The compensation of the Western chairman is generally lower than that of the CEO, but in Chinese private enterprises, the opposite is true. Based on the unique context of personalized transactions in China, large shareholders usually own and develop important specific assets. The fundamental role of these specific assets in the value creation process, as well as the information and knowledge they provide, makes chairman compensation a constraint and incentive tool for executive compensation.
This paper finds that in Chinese private enterprises, chairman compensation is a constraint tool for executive compensation, manifested as chairman compensation being significantly higher than executive compensation; chairman compensation is an incentive tool for executive compensation, manifested as significantly higher performance sensitivity of executive compensation than that of chairman compensation. The mechanism test supports the significant impact of large shareholders’ specific assets on this tool. The economic consequence test finds that, although this tool reduces the growth rate of executive compensation and first-class agency costs, and improves management efficiency, it hinders the introduction of management talents, and the transformation and innovation of enterprises.

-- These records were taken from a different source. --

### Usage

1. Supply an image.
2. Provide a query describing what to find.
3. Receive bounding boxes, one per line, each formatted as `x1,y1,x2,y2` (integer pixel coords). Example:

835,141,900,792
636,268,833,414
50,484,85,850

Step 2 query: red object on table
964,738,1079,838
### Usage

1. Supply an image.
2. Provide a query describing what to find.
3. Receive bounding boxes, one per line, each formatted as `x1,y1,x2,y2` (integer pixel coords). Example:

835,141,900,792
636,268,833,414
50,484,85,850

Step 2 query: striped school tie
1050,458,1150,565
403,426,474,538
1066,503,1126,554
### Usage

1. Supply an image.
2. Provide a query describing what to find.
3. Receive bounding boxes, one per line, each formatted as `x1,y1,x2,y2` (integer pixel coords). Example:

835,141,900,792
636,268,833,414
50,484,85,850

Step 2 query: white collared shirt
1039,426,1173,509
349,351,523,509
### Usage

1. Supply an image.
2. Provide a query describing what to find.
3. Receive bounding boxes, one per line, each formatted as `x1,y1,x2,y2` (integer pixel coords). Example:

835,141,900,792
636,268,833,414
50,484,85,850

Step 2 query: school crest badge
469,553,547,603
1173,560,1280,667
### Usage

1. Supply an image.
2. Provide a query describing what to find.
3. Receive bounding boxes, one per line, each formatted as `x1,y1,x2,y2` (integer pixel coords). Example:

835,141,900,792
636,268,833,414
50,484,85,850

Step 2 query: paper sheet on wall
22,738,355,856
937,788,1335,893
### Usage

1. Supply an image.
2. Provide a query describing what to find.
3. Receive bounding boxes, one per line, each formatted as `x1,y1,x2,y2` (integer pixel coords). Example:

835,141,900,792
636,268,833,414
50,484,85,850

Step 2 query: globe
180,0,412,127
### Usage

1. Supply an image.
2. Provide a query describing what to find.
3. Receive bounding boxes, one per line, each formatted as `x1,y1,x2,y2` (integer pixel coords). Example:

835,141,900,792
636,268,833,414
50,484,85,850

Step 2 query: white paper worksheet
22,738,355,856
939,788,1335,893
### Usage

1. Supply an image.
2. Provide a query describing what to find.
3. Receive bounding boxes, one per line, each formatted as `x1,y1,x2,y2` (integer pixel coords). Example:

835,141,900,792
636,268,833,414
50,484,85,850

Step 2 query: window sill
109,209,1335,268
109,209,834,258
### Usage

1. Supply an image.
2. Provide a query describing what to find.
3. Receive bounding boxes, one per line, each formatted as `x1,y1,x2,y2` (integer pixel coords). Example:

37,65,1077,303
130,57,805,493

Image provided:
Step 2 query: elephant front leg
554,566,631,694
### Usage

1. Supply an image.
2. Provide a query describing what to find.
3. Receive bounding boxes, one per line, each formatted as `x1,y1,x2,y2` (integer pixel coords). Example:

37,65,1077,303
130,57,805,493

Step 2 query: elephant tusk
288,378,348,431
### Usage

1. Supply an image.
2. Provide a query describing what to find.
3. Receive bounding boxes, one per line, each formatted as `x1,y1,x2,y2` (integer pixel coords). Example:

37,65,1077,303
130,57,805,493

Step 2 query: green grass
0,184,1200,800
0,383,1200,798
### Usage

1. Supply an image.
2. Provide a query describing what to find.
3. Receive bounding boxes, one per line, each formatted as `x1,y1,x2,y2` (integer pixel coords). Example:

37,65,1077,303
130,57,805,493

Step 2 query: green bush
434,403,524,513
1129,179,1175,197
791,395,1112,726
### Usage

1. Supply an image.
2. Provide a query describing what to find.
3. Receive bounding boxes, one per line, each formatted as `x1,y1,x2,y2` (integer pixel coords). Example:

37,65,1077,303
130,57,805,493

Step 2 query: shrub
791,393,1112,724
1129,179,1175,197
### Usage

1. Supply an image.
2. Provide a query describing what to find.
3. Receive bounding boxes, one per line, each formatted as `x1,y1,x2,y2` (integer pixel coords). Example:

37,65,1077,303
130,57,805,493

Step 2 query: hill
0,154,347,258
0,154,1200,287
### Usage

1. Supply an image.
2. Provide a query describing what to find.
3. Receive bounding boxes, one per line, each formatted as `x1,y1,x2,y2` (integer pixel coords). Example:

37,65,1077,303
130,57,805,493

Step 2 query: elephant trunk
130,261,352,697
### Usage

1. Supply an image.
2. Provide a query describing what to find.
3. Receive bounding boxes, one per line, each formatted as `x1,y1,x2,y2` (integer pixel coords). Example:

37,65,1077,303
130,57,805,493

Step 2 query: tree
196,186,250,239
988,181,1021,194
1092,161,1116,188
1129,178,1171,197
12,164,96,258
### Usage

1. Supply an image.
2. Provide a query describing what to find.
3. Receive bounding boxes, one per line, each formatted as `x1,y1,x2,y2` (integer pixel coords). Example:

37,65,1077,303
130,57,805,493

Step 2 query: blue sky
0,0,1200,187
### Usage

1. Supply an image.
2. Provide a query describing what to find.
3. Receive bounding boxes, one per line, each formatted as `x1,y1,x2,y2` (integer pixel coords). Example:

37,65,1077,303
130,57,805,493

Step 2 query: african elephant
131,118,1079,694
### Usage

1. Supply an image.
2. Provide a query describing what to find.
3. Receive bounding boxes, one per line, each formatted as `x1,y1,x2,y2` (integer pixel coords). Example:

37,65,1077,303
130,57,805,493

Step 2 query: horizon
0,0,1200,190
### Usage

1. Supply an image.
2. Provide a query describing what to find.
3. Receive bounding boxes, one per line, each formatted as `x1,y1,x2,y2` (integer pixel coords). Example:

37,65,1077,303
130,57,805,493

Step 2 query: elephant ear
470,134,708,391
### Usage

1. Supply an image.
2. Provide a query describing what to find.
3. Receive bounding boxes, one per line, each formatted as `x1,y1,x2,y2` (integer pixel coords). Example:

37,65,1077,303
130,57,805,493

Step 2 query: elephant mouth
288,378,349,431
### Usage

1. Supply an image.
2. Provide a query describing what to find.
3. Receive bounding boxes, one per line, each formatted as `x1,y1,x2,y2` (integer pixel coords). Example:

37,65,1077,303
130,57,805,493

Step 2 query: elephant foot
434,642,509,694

The contributions of this paper are as follows: First, it discusses for the first time the constraint and incentive effects of chairman compensation on executive compensation in Chinese private enterprises, and provides an explanation based on large shareholders’ specific assets, providing a framework of “chairman-executive compensation theory” in the Chinese context for understanding the differences in compensation contracts between China and the West. Second, it introduces China’s personalized transactions and the theory of large shareholders’ specific assets into compensation contracts, expanding the research of property rights theory in the compensation contract design. Third, it presents the low-cost solution to the first-class agency issue in China, enriching the governance of the first-class agency issue. Fourth, it measures the importance of large shareholders’ specific assets from the four dimensions of generation process, content, holding form, and stability, overcoming the difficulties in the research of large shareholders’ specific assets through an innovative research design. Fifth, it provides an observation perspective based on compensation contracts for understanding the management characteristics of Chinese private enterprises.